Nonetheless, I'd have liked to see some of the compassion and altruism on display here exemplified by uglier people. The foxiness afoot (indeed there's a literal fox on the loose) gradually saps the movie of its power. This is the first Minghella film since 1991's "Truly Madly Deeply" that wasn't originally based on a literary work. He comes up with some wonderful discreet passages, like the scene when Amira comes to visit Will at a construction site. He's just eaten an apple and is casually holding the core.

That and the stolen Macs are nice signs of temptation. And Law, in his third film with Minghella and his latest cheating-lover role, is the ideal Adam, a dashing and delicately intuitive interpreter of personal conflict.

But much of the trouble with this film is that Minghella brings all the costumey prestige of his previous sagas to bear on this smaller new picture: the layers of Gabriel Yared's silky score that wrap softly on every scene, the rampant tastefulness, and the unstoppable sophistication that keeps trying to reform the unseemly and non-natively English characters.
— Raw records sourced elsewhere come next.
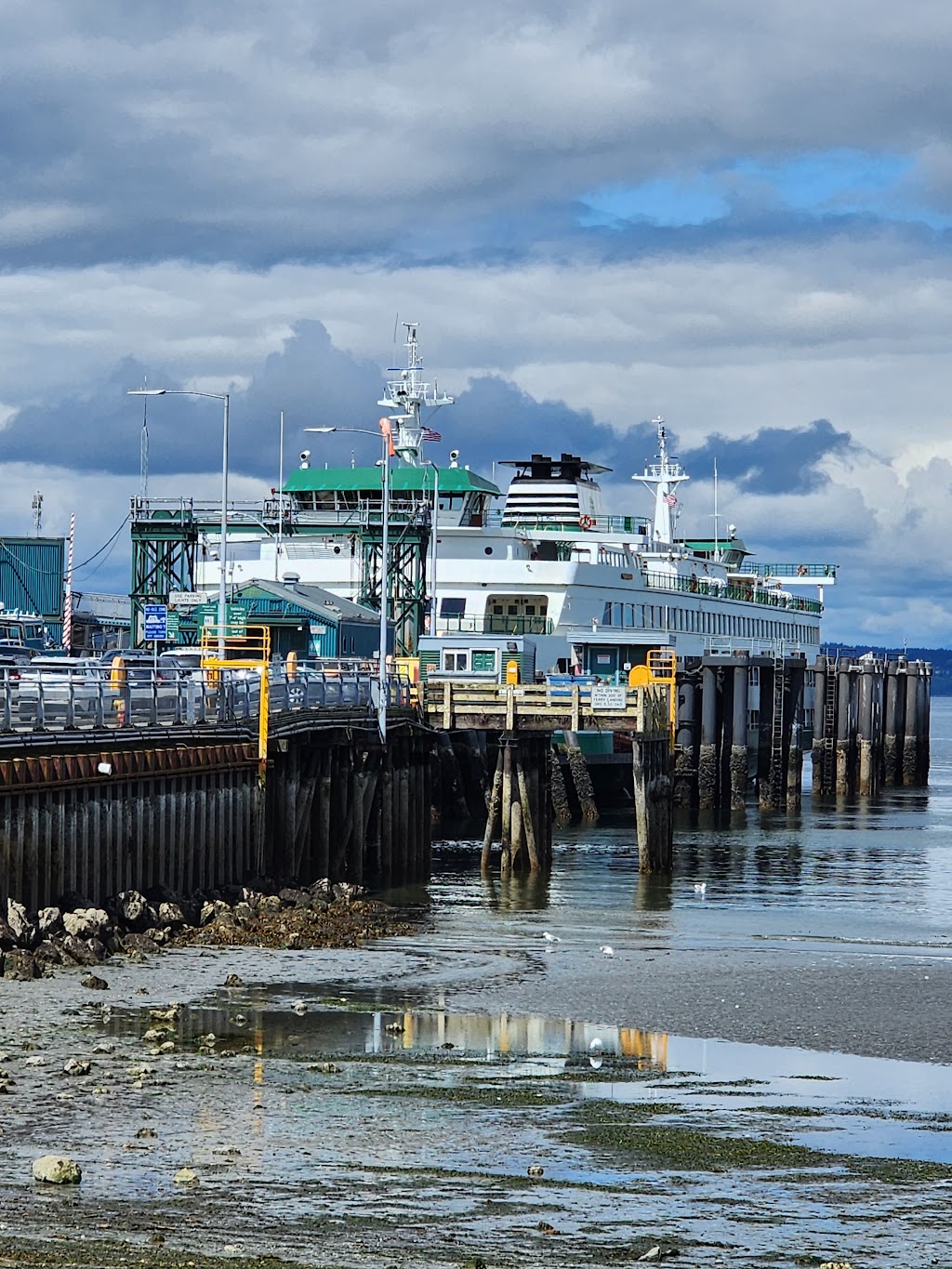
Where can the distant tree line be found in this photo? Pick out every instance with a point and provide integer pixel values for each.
(941, 659)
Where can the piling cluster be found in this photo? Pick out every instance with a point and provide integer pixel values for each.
(872, 723)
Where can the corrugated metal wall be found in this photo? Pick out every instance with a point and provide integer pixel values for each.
(32, 575)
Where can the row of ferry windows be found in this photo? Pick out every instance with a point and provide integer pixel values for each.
(702, 622)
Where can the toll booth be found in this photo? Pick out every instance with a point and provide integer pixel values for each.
(478, 656)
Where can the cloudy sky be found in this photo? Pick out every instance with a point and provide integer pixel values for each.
(734, 215)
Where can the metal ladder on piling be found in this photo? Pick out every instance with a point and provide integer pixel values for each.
(829, 725)
(777, 725)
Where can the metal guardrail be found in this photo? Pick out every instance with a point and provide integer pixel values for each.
(553, 706)
(84, 702)
(720, 589)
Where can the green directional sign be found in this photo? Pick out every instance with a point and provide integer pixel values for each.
(235, 617)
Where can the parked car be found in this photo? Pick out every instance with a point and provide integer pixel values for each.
(49, 687)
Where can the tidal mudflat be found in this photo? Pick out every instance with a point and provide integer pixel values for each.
(298, 1116)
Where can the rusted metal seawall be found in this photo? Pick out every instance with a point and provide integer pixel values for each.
(99, 813)
(127, 813)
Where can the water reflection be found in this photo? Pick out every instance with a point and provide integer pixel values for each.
(865, 1105)
(521, 892)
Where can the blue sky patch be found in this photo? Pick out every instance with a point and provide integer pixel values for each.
(829, 183)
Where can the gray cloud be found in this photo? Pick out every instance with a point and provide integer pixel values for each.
(774, 459)
(264, 132)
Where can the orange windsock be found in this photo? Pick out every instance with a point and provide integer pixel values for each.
(386, 427)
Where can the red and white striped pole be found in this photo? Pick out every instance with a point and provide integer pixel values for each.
(68, 597)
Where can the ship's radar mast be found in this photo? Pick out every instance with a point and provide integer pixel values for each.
(664, 476)
(406, 396)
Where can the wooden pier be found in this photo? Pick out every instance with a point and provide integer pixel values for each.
(523, 717)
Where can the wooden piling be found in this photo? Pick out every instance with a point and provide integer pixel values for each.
(582, 778)
(708, 759)
(740, 675)
(493, 813)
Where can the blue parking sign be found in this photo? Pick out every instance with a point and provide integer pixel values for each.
(156, 623)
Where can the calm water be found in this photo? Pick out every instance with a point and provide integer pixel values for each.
(875, 873)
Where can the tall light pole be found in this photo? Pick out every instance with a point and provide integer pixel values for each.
(433, 545)
(223, 549)
(388, 438)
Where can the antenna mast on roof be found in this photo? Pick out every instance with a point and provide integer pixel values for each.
(405, 397)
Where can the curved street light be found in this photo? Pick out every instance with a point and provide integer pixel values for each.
(215, 396)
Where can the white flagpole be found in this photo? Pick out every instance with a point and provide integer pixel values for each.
(68, 595)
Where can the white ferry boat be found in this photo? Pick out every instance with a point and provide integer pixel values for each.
(593, 590)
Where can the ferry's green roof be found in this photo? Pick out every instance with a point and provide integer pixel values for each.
(716, 543)
(452, 480)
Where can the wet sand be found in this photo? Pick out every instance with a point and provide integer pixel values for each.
(417, 1154)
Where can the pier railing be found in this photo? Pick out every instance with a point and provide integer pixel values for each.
(87, 698)
(451, 703)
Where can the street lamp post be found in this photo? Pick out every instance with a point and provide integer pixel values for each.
(223, 549)
(384, 567)
(433, 545)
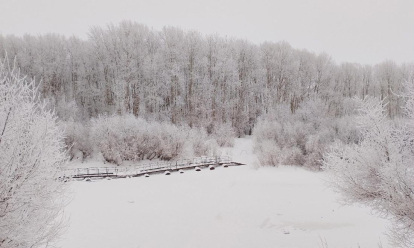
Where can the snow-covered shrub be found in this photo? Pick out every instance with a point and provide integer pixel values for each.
(300, 138)
(198, 138)
(77, 139)
(224, 134)
(121, 138)
(268, 152)
(32, 152)
(379, 169)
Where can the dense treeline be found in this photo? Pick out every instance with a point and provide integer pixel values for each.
(186, 78)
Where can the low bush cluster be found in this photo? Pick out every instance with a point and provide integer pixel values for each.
(300, 138)
(128, 138)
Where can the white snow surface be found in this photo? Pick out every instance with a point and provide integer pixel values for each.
(226, 207)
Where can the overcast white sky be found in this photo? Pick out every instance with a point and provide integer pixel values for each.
(363, 31)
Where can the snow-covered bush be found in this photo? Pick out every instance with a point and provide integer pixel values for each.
(31, 155)
(121, 138)
(300, 138)
(224, 134)
(379, 170)
(202, 143)
(77, 139)
(268, 152)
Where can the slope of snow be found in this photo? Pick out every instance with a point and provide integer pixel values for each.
(226, 207)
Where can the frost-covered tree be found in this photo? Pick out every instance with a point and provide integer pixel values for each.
(379, 169)
(31, 155)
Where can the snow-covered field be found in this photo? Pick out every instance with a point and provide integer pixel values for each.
(227, 207)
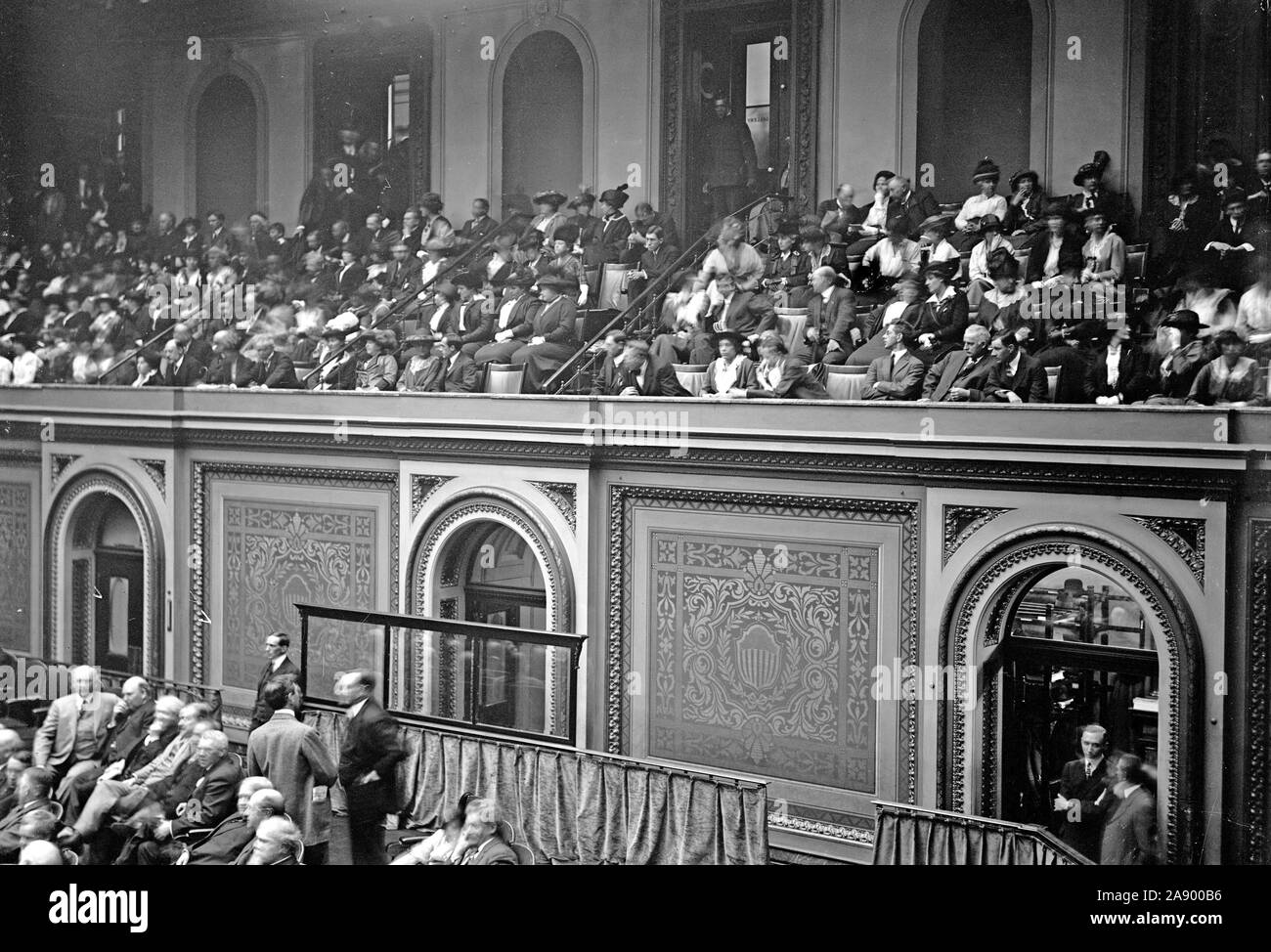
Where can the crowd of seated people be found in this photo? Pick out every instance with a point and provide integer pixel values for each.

In fact, Minghella's preference persists for stories where he can put his brown characters in the background. "Cold Mountain," for instance, as movingly made as it was, managed to frame the Civil War around a love story between Law and Nicole Kidman , with Renée Zellweger in the unsinkable mammy part. Slavery was secondary to the story at hand. "Breaking and Entering," though, is about a kind of white privileged guilt and the apologies that come with it. Minghella gingerly backs away from provocation, from realism.

Why not have Law torn between a ritzy Jamaican girlfriend and a Pakistani seamstress? And why are all the lowlife and immigrant characters, including that cleaning woman and a funny Vera Farmiga as a Russian King's Cross hooker, shunted to the margins?

It's ironic, really. "Breaking and Entering" is a film about gentrification that feels in every way gentrified itself.